I've heard that the の in のに and なのに is the general-noun の (I don't remember the word for it.). So why, in that light, does the meaning of the two make sense?
The particle construction ～（な）のに expresses the adversative, i.e. in English (al)though, even though, etc.
The の in ～のに and ～なのに is a suffix that functions as a nominalizer. の turns any inflected expression into a noun, and なの does the some for expressions that cannot be inflected. This happens in order to make the attachment of grammatical markers possible that usually do not directly attach to the expressions, or that do so with a different grammatical meaning.

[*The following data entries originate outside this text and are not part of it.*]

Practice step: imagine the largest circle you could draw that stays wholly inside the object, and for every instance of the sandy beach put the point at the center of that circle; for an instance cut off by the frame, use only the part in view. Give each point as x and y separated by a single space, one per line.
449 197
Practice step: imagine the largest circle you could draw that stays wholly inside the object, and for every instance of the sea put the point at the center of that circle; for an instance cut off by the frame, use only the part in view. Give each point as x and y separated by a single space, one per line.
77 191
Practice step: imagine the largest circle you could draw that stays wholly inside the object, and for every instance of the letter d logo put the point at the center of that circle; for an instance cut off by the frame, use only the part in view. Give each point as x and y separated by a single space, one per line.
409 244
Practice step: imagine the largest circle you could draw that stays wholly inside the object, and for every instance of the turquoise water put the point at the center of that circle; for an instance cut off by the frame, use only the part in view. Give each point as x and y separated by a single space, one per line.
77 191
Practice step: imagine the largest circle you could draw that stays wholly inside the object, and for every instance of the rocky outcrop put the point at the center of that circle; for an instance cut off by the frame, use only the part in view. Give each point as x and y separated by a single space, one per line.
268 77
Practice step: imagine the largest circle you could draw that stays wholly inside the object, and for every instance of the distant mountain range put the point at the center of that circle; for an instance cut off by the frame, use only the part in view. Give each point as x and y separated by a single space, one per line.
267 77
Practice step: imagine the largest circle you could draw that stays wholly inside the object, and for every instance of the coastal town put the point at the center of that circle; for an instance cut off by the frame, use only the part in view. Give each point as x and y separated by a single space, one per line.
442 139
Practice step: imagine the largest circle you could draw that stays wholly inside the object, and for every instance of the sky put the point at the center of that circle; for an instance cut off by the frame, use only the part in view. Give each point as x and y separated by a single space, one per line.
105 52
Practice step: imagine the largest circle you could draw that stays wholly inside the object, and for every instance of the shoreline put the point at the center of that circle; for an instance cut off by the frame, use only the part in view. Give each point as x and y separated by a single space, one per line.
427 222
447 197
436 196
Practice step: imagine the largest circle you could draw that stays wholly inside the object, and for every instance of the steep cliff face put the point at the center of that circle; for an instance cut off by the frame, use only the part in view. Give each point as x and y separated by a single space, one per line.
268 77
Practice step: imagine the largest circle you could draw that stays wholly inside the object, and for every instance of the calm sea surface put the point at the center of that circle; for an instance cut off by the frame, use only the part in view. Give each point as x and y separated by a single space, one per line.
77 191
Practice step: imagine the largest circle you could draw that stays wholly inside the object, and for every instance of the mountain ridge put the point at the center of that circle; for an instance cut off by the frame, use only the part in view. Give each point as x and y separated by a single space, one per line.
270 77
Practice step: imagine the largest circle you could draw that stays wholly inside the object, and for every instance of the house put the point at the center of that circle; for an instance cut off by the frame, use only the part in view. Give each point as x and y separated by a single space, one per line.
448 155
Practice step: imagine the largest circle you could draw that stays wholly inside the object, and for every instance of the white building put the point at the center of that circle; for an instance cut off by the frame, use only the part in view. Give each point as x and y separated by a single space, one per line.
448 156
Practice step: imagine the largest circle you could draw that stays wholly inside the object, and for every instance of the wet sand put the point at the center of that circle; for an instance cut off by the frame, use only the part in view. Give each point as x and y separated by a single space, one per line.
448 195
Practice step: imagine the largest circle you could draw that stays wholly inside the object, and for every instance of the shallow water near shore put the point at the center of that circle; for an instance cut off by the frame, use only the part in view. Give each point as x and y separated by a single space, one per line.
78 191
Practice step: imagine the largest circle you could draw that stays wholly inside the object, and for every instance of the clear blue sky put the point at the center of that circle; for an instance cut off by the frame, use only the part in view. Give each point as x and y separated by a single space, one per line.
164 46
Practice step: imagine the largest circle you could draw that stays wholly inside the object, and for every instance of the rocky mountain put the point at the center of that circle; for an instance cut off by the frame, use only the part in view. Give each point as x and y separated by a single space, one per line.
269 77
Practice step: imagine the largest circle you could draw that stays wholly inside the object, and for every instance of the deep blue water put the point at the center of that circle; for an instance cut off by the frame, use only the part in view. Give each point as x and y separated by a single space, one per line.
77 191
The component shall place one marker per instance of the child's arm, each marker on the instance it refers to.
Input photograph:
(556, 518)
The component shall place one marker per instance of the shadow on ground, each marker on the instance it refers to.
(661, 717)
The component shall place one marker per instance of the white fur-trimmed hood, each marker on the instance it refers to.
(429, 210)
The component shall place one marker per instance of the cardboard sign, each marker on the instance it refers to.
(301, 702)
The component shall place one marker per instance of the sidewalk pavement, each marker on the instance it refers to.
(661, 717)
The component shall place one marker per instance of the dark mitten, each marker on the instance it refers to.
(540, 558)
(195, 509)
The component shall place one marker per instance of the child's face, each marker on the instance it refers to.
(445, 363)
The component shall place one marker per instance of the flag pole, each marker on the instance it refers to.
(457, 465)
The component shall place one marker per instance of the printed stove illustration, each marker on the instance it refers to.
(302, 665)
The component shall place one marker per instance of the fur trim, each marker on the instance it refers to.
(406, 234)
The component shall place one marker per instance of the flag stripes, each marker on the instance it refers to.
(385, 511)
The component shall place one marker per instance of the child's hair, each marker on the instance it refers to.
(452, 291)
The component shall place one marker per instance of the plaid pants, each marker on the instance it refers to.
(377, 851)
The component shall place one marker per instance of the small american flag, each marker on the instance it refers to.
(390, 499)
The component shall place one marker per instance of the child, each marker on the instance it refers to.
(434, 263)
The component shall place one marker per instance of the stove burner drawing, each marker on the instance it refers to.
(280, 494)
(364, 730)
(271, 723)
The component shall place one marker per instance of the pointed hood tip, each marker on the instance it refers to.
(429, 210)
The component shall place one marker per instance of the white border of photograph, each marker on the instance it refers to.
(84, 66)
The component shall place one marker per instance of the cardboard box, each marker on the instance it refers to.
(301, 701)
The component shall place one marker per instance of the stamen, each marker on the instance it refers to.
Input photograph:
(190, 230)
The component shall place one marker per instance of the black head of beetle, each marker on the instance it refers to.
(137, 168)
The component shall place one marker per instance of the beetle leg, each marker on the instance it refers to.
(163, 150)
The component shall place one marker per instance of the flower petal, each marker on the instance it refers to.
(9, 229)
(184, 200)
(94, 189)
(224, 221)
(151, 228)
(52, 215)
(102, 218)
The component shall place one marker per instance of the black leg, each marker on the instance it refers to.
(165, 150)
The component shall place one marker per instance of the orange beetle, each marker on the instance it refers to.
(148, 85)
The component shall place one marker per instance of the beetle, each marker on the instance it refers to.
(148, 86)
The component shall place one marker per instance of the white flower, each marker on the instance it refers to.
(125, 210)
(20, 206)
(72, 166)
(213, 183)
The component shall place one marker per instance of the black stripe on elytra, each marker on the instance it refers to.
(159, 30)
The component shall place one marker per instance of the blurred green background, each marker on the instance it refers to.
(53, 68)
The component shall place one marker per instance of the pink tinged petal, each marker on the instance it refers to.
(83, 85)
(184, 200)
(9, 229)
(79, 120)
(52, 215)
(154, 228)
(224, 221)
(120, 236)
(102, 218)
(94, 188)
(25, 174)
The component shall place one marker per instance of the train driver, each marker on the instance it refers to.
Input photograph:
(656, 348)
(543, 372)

The に is dative/locative case, which only appear with nominals.
攻撃された is an inflected expression (a passivized verb), hence のに.
発見 cannot be inflected, hence なのに is required.
Some linguists believe that the separation of のに in の and に is not entirely correct because both particles must be present in order to express the adversative. The adversative meaning also does not follow from meaning composition, i.e. combining the nominalizing property of の with dative/locative に does not result in an adversative reading.
The clause 太郎が行かなかった 'Taroo didn't go' is nominalized, and hence the accusative case particle を can attach.
The answer to your question then is: の in ～（な）のに is a nominal particle that produces nouns, or nominal expressions. Therefore, some linguists call it a particle noun (e.g. Jens Rickmeyer).